Friday, February 7, 2020

Loving Our Enemies

In case you were wondering, the words President Donald Trump said he wasn’t sure he agreed with at yesterday’s National Prayer Breakfast are from Matthew 5:43-48:

[Jesus said] “You have heard that it was said, ‘Love your neighbor and hate your enemy.’ But I tell you, love your enemies and pray for those who persecute you, that you may be children of your Father in heaven. He causes his sun to rise on the evil and the good, and sends rain on the righteous and the unrighteous.  If you love those who love you, what reward will you get? Are not even the tax collectors doing that? And if you greet only your own people, what are you doing more than others? Do not even pagans do that?  Be perfect, therefore, as your heavenly Father is perfect.” 

I’m not writing to point out what a bad Christian Donald Trump is. He is a bad Christian, but so am I, and so are all the Christians I know, faithful and lapsed alike. The Sermon on the Mount, which St. Augustine described as “a perfect standard of the Christian life,” includes some pretty challenging stuff.  Loving your enemies is hard enough, but there’s also instructions to turn the other cheek, not to get angry with your brother, and to rejoice while being persecuted, among others. God knows I fall short on something found in these passages on a weekly basis. I don’t know anyone who manages to be perfect, as our heavenly Father is perfect. We are all bad Christians. 

But that doesn’t mean we aren’t supposed to try.  The Sermon on the Mount doesn’t end with Jesus nudging Peter and saying, “Ha! I really had you going there! Just kidding!” Yeah, loving our enemies is tough. Watching some of my brothers and sisters in Christ cheer the president on as he brushed aside Jesus’ call to love our enemies made my blood boil, and it’s taking all my willpower not to shout, “You fools!” at them, thereby putting myself in danger of the fire of hell. (Matthew 5:22)  So I get why the president would find the notion of loving one’s enemies unappealing, and even absurd.

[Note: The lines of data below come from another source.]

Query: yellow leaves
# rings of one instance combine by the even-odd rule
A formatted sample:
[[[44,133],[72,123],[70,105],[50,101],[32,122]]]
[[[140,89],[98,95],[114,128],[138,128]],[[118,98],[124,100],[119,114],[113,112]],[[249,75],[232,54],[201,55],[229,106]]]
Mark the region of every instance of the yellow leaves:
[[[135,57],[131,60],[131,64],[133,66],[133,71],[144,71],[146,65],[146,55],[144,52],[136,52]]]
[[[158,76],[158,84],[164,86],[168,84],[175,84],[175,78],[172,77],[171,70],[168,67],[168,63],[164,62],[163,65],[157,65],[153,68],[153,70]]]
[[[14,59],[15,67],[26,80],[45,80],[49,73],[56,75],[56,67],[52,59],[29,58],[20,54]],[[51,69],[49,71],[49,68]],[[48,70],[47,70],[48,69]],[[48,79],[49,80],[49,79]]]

 One of those pastors should pull him aside, though, and tell him Jesus wasn’t joking. Jesus lived that way, and yes, he expects us to live that way too. After all, Jesus called on God to forgive those who crucified him as he was dying on the cross — pretty much the ultimate in loving your enemies. If he can do that, surely we can at least try to speak with compassion instead of shouting angrily, to speak words of forgiveness and reconciliation instead of vengeance, to pray for those who have hurt us instead of trying to hurt them back.

I have no doubt Jesus knew perfectly well his followers would not live up to the standard he laid out in the Sermon on the Mount — the human inability to turn aside from sin is, after all, why he died on the cross — but that doesn’t give us permission to laugh and do the exact opposite.  Our failure should leave us grief-stricken, not triumphant, and when we see someone acting in ways contrary to Jesus’ teachings, we should correct, not applaud. 

Being perfect, as our heavenly Father is perfect, may be out of reach, but it should always be our goal. We may struggle to love our enemies, but that doesn’t mean we should feel free to hate them.  We don’t get to dismiss the words of the Gospel just because it’s hard to live up to them. Instead, they should remind us that we are bad Christians, and prod us to try to do better living into them, through the grace of God.